The Search for Spirituality
Maybe it's the sheer miracle of becoming a mother or father. Maybe it's the love that's felt for a child. Whatever the impetus, many parents find themselves wondering how best to instill faith in their kids
SPIRITUALITY IN A NEW FAITH
Barbara Findlen, of Amherst, MA, and her partner, Kristen Golden, each left the Catholic church years before they had kids. But they felt it was important for Grace, 4, and Sam, 1, to grow up with a sense of spiritual identity. "We knew people who were raised without a religion, for whom that really felt like a loss," says Findlen. "Not only didn't they have a particular kind of spiritual guidance, but they didn't have the kind of affiliation their friends had.
"We wanted a structure to offer us a framework to explore spiritual issues with our kids," she says. Now when the family gives to charity or gives thanks at mealtimes, they have a context for doing this -- the Unitarian church they joined six months after Grace was born.
SPIRITUALITY THROUGH RITUALS
For many parents, a valuable way to incorporate faith into their family has been through celebrations, both big and small. "A sense of ritual can be the toe in the water, a way to start the process," says Mimi Doe, author of 10 Principles for Spiritual Parenting: Nurturing Your Child's Soul. "People say things like, 'We don't know what to do with our kids so we're not doing anything.' But there are traditions you can do every day that nurture your family."

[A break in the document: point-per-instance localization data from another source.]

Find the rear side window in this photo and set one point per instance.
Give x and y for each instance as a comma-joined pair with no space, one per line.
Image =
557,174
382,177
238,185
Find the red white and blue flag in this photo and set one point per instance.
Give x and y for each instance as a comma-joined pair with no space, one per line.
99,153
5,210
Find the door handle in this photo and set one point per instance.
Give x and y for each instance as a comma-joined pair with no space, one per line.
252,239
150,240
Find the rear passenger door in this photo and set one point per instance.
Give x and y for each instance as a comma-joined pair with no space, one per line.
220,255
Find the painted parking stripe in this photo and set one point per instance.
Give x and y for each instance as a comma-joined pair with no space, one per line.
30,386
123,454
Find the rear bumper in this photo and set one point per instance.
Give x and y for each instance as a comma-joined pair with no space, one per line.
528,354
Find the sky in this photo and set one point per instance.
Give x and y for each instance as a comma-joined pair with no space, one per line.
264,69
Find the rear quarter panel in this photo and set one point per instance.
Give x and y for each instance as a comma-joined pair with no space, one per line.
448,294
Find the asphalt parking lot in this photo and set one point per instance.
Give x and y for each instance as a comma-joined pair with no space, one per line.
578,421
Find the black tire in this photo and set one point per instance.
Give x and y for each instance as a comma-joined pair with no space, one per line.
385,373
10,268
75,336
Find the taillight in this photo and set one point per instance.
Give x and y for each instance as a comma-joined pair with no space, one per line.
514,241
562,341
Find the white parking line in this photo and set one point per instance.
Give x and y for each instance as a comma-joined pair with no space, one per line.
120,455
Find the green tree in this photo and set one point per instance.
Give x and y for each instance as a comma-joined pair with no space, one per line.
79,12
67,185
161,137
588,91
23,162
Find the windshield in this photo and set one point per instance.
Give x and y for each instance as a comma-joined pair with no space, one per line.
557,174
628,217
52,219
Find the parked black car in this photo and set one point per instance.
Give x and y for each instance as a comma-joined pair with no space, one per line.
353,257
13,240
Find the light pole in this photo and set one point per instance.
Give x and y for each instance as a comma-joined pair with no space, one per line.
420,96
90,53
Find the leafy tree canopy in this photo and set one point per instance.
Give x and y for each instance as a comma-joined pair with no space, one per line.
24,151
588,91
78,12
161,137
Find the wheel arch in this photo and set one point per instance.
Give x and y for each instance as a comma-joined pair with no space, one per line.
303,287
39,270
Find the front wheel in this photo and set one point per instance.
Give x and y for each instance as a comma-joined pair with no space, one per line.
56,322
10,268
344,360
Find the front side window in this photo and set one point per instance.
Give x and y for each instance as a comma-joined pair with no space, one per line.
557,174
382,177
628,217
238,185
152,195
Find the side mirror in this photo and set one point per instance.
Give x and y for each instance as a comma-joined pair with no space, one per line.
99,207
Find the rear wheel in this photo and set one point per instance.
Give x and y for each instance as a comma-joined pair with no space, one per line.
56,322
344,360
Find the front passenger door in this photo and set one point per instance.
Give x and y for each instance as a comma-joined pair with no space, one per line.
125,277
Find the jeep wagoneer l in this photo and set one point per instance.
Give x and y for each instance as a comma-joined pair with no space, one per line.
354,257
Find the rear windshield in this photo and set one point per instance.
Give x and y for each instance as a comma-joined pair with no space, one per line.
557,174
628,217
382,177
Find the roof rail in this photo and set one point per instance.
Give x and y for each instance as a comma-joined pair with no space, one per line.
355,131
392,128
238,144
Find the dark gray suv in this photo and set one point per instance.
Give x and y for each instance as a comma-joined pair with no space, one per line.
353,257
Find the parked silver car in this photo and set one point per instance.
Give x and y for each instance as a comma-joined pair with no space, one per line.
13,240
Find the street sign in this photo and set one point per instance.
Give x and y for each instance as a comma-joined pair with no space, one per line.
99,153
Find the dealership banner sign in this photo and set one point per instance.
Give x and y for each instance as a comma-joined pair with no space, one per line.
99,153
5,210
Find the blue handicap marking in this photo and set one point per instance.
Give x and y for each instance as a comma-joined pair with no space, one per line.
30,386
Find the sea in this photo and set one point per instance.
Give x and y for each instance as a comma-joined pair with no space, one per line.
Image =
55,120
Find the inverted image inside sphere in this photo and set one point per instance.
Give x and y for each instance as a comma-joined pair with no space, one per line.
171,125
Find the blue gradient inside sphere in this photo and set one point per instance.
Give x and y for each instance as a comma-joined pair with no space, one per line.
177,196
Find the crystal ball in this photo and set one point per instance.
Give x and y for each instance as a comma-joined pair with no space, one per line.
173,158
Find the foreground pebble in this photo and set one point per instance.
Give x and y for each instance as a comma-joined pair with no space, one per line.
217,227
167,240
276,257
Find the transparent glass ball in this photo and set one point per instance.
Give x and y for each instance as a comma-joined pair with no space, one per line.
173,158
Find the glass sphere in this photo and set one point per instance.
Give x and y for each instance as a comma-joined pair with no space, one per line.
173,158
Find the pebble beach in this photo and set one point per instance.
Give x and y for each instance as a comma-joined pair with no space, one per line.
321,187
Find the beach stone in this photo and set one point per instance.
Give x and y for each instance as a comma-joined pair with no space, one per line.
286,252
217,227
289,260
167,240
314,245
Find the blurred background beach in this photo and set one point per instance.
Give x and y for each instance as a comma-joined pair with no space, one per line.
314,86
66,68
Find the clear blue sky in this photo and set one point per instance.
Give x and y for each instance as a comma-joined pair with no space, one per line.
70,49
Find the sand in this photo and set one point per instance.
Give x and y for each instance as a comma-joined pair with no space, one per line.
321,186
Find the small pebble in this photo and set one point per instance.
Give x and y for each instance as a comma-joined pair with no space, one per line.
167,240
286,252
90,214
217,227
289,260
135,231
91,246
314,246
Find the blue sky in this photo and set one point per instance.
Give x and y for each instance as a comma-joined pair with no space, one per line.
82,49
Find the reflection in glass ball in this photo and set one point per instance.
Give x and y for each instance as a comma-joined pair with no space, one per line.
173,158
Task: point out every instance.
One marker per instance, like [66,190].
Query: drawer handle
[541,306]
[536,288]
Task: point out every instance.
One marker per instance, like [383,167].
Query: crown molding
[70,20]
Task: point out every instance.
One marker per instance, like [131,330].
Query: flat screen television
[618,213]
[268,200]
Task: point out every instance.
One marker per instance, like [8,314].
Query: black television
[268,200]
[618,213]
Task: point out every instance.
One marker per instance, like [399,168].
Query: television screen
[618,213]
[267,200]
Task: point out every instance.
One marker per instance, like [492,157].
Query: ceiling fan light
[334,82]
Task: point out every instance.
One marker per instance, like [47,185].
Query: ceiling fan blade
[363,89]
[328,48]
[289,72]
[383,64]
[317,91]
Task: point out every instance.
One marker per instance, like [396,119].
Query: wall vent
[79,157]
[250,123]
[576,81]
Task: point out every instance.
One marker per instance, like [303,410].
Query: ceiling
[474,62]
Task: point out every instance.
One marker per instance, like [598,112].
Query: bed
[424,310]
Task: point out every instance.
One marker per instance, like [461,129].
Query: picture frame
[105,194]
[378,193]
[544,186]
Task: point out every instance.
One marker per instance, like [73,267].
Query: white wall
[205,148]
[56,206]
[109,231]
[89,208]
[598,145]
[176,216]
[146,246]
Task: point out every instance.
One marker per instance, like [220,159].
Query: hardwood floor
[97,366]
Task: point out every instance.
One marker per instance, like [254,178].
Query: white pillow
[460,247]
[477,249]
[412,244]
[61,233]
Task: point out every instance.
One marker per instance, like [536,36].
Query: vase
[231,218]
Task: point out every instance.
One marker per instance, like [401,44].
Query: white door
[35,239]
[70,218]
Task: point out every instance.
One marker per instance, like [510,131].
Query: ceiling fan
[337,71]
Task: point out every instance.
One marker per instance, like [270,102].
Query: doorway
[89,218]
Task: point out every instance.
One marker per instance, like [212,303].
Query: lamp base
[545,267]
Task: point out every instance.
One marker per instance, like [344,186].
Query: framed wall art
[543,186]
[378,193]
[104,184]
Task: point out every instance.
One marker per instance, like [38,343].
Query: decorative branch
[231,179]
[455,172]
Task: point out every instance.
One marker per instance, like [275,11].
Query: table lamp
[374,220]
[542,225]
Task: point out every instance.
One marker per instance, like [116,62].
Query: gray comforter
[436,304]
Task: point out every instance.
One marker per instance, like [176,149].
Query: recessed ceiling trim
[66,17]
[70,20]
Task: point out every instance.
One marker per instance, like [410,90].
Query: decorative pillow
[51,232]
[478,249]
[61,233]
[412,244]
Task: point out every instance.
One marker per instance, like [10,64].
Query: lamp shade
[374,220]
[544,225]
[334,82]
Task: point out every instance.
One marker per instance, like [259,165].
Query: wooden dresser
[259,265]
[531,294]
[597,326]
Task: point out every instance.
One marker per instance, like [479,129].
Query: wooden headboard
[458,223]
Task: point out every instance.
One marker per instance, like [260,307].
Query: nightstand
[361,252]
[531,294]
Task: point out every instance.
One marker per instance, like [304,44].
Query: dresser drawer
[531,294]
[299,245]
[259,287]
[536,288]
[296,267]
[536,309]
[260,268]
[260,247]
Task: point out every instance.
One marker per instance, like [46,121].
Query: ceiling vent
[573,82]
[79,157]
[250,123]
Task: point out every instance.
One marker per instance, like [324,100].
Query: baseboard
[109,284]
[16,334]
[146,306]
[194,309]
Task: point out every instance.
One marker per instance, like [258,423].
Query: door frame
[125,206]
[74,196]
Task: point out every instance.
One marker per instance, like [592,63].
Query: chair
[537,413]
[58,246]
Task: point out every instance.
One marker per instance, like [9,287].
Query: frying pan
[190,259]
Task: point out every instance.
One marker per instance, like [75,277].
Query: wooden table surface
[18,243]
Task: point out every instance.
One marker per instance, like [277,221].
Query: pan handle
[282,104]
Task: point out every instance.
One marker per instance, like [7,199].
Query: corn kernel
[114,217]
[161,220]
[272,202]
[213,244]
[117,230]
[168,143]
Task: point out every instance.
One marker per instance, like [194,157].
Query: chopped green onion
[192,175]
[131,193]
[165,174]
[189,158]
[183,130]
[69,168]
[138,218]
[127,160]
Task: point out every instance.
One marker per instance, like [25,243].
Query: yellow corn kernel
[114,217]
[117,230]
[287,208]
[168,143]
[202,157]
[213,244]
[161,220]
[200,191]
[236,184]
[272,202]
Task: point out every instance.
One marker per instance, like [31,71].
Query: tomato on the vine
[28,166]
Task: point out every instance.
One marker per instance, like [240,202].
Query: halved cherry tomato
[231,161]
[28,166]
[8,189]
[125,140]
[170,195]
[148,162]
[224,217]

For instance, some families grow herbs or flowers in a window box or a corner of the backyard: The child chooses the seeds and says a short prayer as she plants them. Morgan Daleo also suggests making morning and evening blessing cards with your kids -- helping them draw a picture of the activities they most look forward to when they wake up and the things they're most thankful for at night.

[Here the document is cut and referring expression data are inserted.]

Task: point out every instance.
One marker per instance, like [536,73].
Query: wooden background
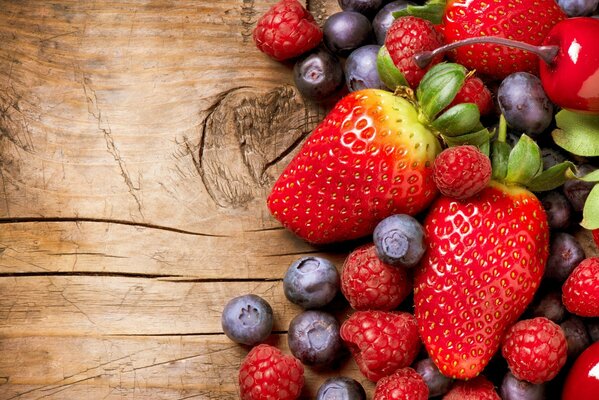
[138,140]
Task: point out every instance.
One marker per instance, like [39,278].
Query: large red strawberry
[371,157]
[485,259]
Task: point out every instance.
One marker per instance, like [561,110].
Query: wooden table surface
[138,141]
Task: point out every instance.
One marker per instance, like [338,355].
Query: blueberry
[578,8]
[550,306]
[524,103]
[366,7]
[576,335]
[514,389]
[558,210]
[438,384]
[318,75]
[311,282]
[314,338]
[247,319]
[565,253]
[384,18]
[399,240]
[360,69]
[345,31]
[576,190]
[341,388]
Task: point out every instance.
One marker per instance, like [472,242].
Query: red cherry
[571,80]
[582,382]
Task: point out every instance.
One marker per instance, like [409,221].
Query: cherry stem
[546,53]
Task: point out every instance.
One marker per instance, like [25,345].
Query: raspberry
[268,374]
[381,342]
[474,91]
[286,30]
[370,284]
[408,36]
[479,388]
[461,172]
[580,292]
[403,384]
[535,349]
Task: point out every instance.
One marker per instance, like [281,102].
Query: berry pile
[464,160]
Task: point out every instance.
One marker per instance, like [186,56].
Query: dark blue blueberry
[565,253]
[360,69]
[578,8]
[247,319]
[576,335]
[318,75]
[384,18]
[341,388]
[438,384]
[314,338]
[558,209]
[550,306]
[399,240]
[576,190]
[514,389]
[311,282]
[524,103]
[366,7]
[345,31]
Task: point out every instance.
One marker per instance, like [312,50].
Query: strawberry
[404,384]
[461,172]
[535,349]
[526,21]
[286,30]
[370,284]
[485,259]
[479,388]
[381,342]
[407,36]
[268,374]
[580,292]
[369,158]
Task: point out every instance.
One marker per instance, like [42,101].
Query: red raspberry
[287,30]
[404,384]
[475,91]
[268,374]
[408,36]
[370,284]
[580,292]
[535,349]
[381,342]
[461,172]
[479,388]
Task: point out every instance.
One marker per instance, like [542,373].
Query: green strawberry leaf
[433,11]
[577,133]
[390,75]
[459,119]
[524,162]
[552,178]
[438,88]
[590,212]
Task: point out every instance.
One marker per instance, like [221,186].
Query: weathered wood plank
[158,367]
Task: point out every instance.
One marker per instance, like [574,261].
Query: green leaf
[590,212]
[459,119]
[439,86]
[577,133]
[390,75]
[552,178]
[478,138]
[433,11]
[524,162]
[499,159]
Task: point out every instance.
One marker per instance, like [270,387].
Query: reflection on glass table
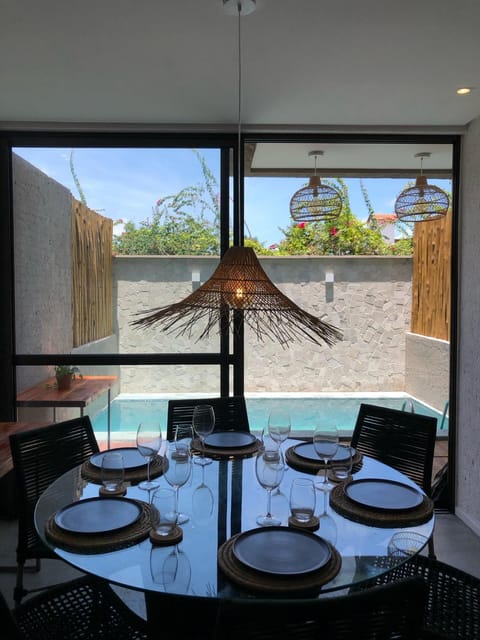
[223,499]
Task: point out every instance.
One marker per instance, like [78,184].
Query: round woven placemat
[101,542]
[313,466]
[217,453]
[93,473]
[267,583]
[342,504]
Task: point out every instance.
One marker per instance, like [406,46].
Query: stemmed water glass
[279,425]
[202,501]
[203,423]
[325,443]
[327,527]
[177,470]
[149,440]
[269,469]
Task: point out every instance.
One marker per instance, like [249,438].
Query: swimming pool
[305,411]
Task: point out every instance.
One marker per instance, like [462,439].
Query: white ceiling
[341,63]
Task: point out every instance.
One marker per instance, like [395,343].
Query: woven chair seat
[452,610]
[84,608]
[382,612]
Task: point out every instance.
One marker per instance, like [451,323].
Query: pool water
[305,412]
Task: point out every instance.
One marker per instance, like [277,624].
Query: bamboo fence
[431,281]
[92,281]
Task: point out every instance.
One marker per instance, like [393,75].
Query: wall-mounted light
[195,280]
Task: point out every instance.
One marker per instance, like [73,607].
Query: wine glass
[203,423]
[112,472]
[279,425]
[327,527]
[173,570]
[269,469]
[202,502]
[149,440]
[177,470]
[325,443]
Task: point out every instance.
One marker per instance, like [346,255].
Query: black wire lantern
[423,202]
[316,202]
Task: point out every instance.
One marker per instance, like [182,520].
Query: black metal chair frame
[379,612]
[40,456]
[400,439]
[230,414]
[452,608]
[85,608]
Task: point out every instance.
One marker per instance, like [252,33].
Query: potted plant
[65,373]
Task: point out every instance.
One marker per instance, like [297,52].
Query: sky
[125,184]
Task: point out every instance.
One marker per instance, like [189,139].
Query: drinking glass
[149,440]
[183,437]
[325,443]
[405,544]
[279,425]
[202,502]
[203,423]
[269,469]
[164,511]
[302,499]
[342,470]
[172,570]
[327,527]
[177,470]
[113,471]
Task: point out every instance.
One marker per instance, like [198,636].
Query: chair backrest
[40,456]
[401,439]
[377,613]
[10,631]
[230,414]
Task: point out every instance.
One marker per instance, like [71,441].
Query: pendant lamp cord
[239,153]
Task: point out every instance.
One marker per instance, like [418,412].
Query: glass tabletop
[223,499]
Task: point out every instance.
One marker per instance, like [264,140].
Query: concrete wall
[43,281]
[468,387]
[369,300]
[43,303]
[427,370]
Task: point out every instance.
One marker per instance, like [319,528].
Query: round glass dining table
[223,499]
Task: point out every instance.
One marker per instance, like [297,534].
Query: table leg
[108,420]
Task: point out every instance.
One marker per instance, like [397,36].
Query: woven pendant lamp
[240,283]
[423,202]
[316,202]
[239,288]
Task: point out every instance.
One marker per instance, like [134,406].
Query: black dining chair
[39,457]
[379,612]
[400,439]
[84,608]
[230,414]
[452,607]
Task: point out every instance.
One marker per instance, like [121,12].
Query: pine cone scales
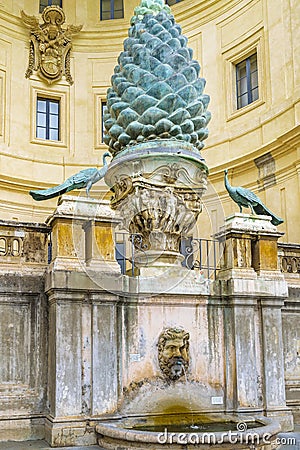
[156,92]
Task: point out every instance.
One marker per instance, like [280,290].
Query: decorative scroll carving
[161,216]
[173,353]
[50,45]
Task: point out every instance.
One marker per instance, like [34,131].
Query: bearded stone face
[173,353]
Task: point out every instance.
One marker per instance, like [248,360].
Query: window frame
[249,78]
[48,114]
[99,103]
[231,56]
[41,8]
[112,11]
[64,132]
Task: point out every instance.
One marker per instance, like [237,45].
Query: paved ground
[42,445]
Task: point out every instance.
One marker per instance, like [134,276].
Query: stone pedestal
[82,313]
[82,235]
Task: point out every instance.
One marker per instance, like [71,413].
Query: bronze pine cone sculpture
[156,91]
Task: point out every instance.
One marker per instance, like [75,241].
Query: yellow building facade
[258,143]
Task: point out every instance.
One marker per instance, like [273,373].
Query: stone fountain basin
[175,432]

You can also adapt well-known religious rites. For instance, one family knew they didn't want a baptism for their baby, but they did want to mark the occasion of her birth. So they devised a welcoming ceremony. They read passages from books, and they asked all the guests to bring an item for a time capsule -- a "gesture to her future" that their daughter could open on her tenth birthday.
Another way to incorporate rituals, says Doe, is to simply weave joyous events into your everyday life, which is what Asja and David Young, of Madison, WI, have done. The Youngs are now Quakers. Their son and daughter, ages 5 and 8, go with them each week to the meeting house. Since they want their kids to appreciate other religions, too, they've continued some traditions from each of their childhoods (she was raised Jewish; he, Episcopalian). "We celebrate everything," jokes Asja Young. "We observe Christmas and Easter in a nonreligious way, as well as Hanukkah and Passover."

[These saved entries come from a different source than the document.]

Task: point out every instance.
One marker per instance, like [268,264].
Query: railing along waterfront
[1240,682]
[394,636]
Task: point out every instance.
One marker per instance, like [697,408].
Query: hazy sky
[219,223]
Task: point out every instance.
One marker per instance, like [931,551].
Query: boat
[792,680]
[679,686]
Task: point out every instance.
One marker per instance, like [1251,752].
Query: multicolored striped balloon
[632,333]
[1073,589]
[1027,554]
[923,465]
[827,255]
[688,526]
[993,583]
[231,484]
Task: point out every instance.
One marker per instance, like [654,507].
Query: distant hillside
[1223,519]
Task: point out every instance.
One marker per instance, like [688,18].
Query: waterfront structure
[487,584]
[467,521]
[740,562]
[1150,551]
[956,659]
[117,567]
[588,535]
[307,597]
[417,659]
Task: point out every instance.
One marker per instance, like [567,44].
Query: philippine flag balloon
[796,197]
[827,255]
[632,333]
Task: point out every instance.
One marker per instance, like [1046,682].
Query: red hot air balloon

No matter what the ritual is -- the expedition to cut down the family Christmas tree, say -- the Young kids are involved and engaged. "I think celebrations are very important to developing a child's sense of security," their mother says.
Even less momentous events can be infused with a sense of something larger. For instance, the Youngs always serve crepes on Sunday mornings. The kids insist on this and look forward to it as part of the weekly rhythm of their lives.
"Families often have these traditions and don't think they're spiritual," says Doe. "But such routines can enrich your child's soul by establishing a connection between her and the family." The key, she says, is developing some kind of vision: "If your family defines spirituality as a bond between all living things, then picking up litter together might become your ritual."
You don't even have to know all of the answers. "My 4-year-old just naturally believes in things. So I try to help her retain that magical way of looking at the world that I have learned from her," says Findlen. Doe agrees: "Teach less, listen more -- spirituality is about exploring the questions together."